Des poupées sexuelles d’apparence enfantine vendues sur Shein : nouveau dérapage pour le site chinois, déjà multi-condamné

par RTL info avec Christophe Giltay
À 48 heures de l’ouverture de son premier magasin physique à Paris, le groupe chinois Shein, spécialiste de l’ultra-fast fashion, est au centre d’une polémique. La répression des fraudes l’a signalé à la justice pour la vente en ligne de poupées à caractère pédopornographique. La poupée a été retirée du catalogue, mais cette histoire jette une ombre de plus sur Shein.

L’imitation est stupéfiante : la poupée de 80 cm de haut représente une petite fille qui tient un nounours dans ses bras. Le quotidien Le Parisien en a publié une photo accompagnée du descriptif explicitement sexuel qui l’accompagne.

Les remarques de la direction générale de la répression des fraudes sont très claires : le site d’e-commerce Shein commercialisait des poupées sexuelles d’apparence enfantine. Leur description et leur catégorisation sur le site permettent difficilement de douter du caractère pédopornographique des contenus.

Immédiatement saisi, le procureur de la République s’est adressé à l’entreprise pour lui demander de faire cesser cette situation, e qu’elle a fait. Il faut dire que selon la loi française, la diffusion via un réseau de communication électronique de représentation à caractère pédopornographique est passible de 7 ans de prison et 100 000 euros d’amende. Dans un communiqué, le groupe chinois a affirmé que les produits en question avaient été immédiatement retirés de la plateforme. Son porte-parole français a ajouté « Ce type de contenu est totalement inacceptable et va à l’encontre de toutes les valeurs que nous défendons ».

Mais l’affaire ne s’arrêtera peut-être pas là : la répression des fraudes a également signalé l’absence de mesures de filtrage empêchant efficacement l’accès pour les mineurs à des contenus commercialisant des poupées sexuelles, cette fois d’apparence adulte. Ce qu’on appelait autrefois « les poupées gonflables » sont aujourd’hui beaucoup plus sophistiquées, des jeunes femmes sexy en silicone.

Shein en commercialise beaucoup sur sa plateforme, ce qui jette une ombre sur sa collaboration avec le groupe français, propriétaire du prestigieux BHV, le bazar de l’hôtel de ville qui doit ouvrir mercredi une boutique Shein dans ses murs.

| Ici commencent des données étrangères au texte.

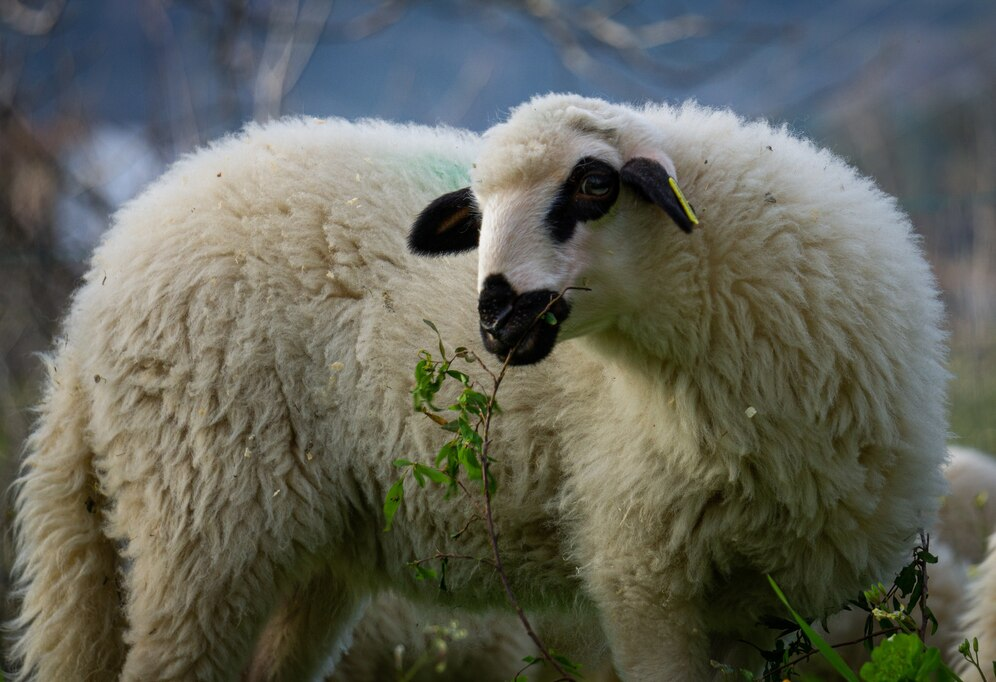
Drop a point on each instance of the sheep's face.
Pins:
(545, 209)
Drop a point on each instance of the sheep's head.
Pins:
(555, 189)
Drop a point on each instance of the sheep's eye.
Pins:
(595, 186)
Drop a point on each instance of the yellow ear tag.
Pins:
(681, 200)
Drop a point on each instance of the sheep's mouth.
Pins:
(526, 327)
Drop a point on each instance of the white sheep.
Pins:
(761, 396)
(967, 516)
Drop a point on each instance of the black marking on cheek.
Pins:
(570, 207)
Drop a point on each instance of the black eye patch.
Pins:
(588, 194)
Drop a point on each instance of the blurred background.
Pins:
(97, 97)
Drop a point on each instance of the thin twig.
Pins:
(809, 654)
(489, 515)
(922, 565)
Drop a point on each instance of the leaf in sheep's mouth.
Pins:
(530, 332)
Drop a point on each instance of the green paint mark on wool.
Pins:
(451, 172)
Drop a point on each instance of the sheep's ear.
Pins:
(449, 224)
(651, 180)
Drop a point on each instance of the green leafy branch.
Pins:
(901, 656)
(467, 451)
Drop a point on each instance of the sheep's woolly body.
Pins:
(232, 387)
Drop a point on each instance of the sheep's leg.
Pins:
(311, 627)
(192, 614)
(655, 641)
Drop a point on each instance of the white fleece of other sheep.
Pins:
(232, 385)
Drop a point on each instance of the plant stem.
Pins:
(489, 516)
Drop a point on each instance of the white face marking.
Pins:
(515, 241)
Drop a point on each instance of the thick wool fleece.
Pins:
(232, 386)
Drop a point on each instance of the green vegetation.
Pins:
(973, 394)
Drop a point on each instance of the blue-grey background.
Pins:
(98, 96)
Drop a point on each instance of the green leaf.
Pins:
(459, 376)
(447, 453)
(392, 502)
(423, 573)
(832, 657)
(419, 478)
(897, 659)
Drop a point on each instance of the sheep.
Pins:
(958, 538)
(976, 522)
(761, 395)
(967, 516)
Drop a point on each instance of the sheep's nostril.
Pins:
(496, 304)
(495, 323)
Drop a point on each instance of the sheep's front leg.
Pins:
(653, 637)
(310, 627)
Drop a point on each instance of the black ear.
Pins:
(652, 182)
(450, 224)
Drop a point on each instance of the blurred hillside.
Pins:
(98, 96)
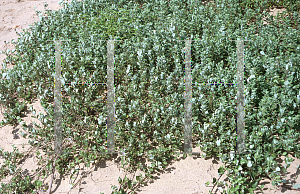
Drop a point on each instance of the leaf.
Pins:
(296, 186)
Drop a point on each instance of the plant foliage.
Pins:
(149, 86)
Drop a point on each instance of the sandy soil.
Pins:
(186, 176)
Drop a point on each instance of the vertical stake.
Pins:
(110, 97)
(188, 99)
(240, 97)
(57, 100)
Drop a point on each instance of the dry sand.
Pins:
(184, 176)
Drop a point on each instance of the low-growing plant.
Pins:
(149, 88)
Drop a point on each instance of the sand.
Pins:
(186, 176)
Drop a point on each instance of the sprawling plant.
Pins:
(149, 87)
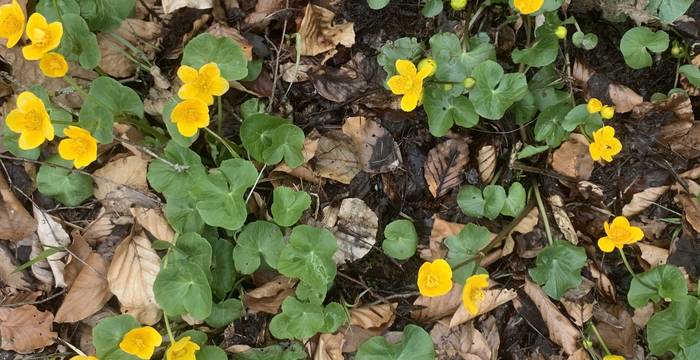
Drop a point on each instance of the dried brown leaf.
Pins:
(444, 165)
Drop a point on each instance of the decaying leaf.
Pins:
(318, 34)
(269, 297)
(561, 331)
(374, 145)
(25, 329)
(444, 165)
(131, 276)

Ombre d’autant plus grande que Shein a écopé cette année de trois amendes pour un total de 191 millions d’euros pour « non-respect de la législation sur les cookies en ligne ». Fausse promotion, informations trompeuses et non-déclaration de la présence de microfibres plastiques dans ces produits.

Pour couronner le tout, le géant chinois est visé par une proposition de loi contre l’essor de la mode jetable ultra-éphémère. Le groupe BHV, positionné sur le haut de gamme, espérait, en accueillant Shein à Paris et dans cinq villes de province, amener une nouvelle clientèle dans ses magasins. Au vu des derniers développements, cette stratégie pourrait s’avérer contre-productive en détournant les clients d’une enseigne associée à la pédophilie.

Conclusion, comme son nom l’indique, au BHV, c’est le bazar.